Artificial kidneys may replace dialysis treatments

SAN FRANCISCO

After a transplanted kidney gave out in 2007, David Anderson spent three days a week hooked up to a dialysis machine.

"I don't leave San Francisco very often," he said.

But in the near future, thousands of patients like David could be freed from dialysis by technology being developed by researchers at UCSF.

"This is the device that will have filters that will remove toxins," Bioengineering Professor Shuvo Roy, PhD said.

Roy has a prototype of what could become the world's first, implantable, artificial kidney. The device uses sophisticated nano filters -- sheets of silicon etched with millions of microscopic pores.

"Only toxins and waste water will go through them, the rest of the blood will not," he said.

After it's purified, the blood flows through a second chamber, called a bio-reactor.

It's filled with bioengineered kidney cells that react with the blood. The living cells perform many of the same functions as a healthy kidney, including regulating blood pressure and producing Vitamin D.

Because of that ability, researchers believe the implantable device would not only free patients from dialysis, but it would treat them in ways traditional dialysis machines cannot.
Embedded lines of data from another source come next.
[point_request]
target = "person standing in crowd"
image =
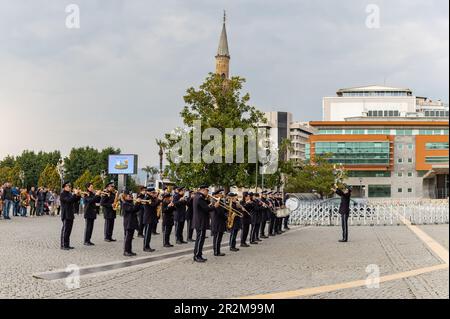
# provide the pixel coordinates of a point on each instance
(130, 222)
(67, 216)
(218, 223)
(248, 205)
(236, 223)
(189, 214)
(180, 214)
(201, 220)
(7, 198)
(91, 210)
(109, 213)
(344, 209)
(32, 195)
(149, 217)
(140, 215)
(24, 200)
(167, 210)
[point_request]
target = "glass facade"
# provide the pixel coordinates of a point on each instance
(379, 190)
(369, 174)
(437, 146)
(354, 153)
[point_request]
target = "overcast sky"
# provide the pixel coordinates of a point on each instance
(119, 79)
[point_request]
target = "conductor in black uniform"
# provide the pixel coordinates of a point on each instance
(130, 222)
(344, 209)
(67, 216)
(201, 208)
(180, 214)
(218, 223)
(91, 209)
(109, 213)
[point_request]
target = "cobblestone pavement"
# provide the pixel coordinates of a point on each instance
(300, 258)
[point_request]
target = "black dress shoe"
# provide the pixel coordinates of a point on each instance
(199, 259)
"So the kidney does two main things, so one is it filters all the blood in the body and then it fine tunes the chemical levels in the body. What we do in dialysis is we do filtration part, but we can't really fine tune the chemistry very well," nephrologist and UCSF professor Dr. Lynda Frassetto said.

Frassetto said patients can experience a variety of symptoms in between dialysis sessions and some need drugs to perform functions normally handled by the kidneys.

"I think the most significant thing would be that we would d be able to adjust chemical levels all the time; that should make them feel a lot better," she said.

Unlike the mock-ups in his lab, Roy says the implantable model would work with the body's natural blood pressure, instead of using a pump and without using electricity it could theoretically be implanted in patients for the long term. It could potentially provide a breakthrough alternative to dialysis, which now accounts for $25 billion a year and 6 percent of all the money spent by Medicare.

"These things are very difficult and very expensive, but cheaper than $20,000 a month for dialysis," Anderson said.

Roy believes with adequate funding, his team could potentially have the artificial kidney ready for clinical trials within five years.